Но, кроме того розового цветика, они ничем себя не выдали. И след засоса никто, кроме меня, не заметил.

Да и что, собственно, цветик-цветок – "цветок увядший, безуханный"…

Мой цветик, старше меня на пятнадцать лет, ничего, кроме встреч в пропахшей глаженьем комнатке кастелянши детсада, от меня, юнца, не хотел. Я помню, как выходил оттуда будто бы выутюженным. Чистым и гладким от астматического запаха детских пододеяльников, наволочек и простынок. Надпись на деревянной полке пальцем, окунутым в чернила: "чистое", "сменка". Эти слова я читал, лежа с цветком на топчане. Их лиловый смысл был параллелен моему положению – локальному и временному. Многому ленивый цветок меня так и не научила тогда. Во всех смыслах. И моя история, увы, тянула только на скучный анекдот. Цветочный муж в дальнем гарнизоне, а тут жаркое лето, фрукты, большое облако не сходит со своего места как воздушный змей… Я был просто каким-то юношей, не более. Самое значительное слово в этом предложении – "каким-то". Едва заполненной пустотой. Вот и все воспоминания.

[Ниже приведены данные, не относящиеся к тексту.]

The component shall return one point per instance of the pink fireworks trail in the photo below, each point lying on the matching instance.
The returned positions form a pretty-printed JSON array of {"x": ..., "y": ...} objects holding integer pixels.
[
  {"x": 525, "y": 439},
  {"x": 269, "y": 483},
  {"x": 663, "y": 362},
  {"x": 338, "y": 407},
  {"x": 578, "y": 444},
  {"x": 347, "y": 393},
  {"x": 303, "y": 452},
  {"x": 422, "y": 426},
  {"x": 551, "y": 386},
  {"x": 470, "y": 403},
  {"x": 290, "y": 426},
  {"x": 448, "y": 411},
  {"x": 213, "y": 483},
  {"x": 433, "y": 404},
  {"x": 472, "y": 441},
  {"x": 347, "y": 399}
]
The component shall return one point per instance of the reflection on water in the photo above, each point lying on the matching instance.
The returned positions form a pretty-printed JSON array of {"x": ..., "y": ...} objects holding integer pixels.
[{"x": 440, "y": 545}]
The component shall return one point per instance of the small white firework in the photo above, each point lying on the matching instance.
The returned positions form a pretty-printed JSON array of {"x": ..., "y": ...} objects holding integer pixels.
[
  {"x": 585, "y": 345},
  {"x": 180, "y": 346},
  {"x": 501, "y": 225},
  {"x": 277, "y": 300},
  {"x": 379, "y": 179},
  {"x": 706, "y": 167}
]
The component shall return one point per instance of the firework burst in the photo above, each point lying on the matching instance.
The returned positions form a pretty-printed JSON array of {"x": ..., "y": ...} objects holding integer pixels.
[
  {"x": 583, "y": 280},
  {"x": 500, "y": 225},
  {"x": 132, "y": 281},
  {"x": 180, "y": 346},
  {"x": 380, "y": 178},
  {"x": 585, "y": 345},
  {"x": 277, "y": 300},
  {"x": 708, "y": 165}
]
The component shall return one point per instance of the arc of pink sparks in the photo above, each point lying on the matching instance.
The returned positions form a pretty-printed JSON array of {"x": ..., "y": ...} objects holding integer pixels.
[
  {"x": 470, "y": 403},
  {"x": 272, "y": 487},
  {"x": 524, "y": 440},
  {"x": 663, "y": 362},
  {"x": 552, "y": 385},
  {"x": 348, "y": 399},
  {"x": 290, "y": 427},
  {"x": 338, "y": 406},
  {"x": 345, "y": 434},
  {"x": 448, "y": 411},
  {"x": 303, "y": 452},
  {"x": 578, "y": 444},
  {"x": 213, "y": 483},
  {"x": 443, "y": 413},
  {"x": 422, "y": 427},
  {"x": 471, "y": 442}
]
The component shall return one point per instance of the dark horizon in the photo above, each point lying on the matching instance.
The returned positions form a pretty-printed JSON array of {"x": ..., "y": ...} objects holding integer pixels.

Но ощущенья существуют только тогда, когда ощущаются. Звучит глупо, но зато точно. И мой сюжет со смешливой сероокой жинкой, отдыхающей от служивого мужа, укладывается в несколько кадров диафильма о гигиене гетеросексуальных отношений.

Я был чист по молодости лет. Она же – так как работала в детском саду.

Может быть кадров семь-восемь.

Рядом же закручивался настоящий мальштрем.

Жуткий, сдержанный и молчаливый. Смеха, точно, там не было.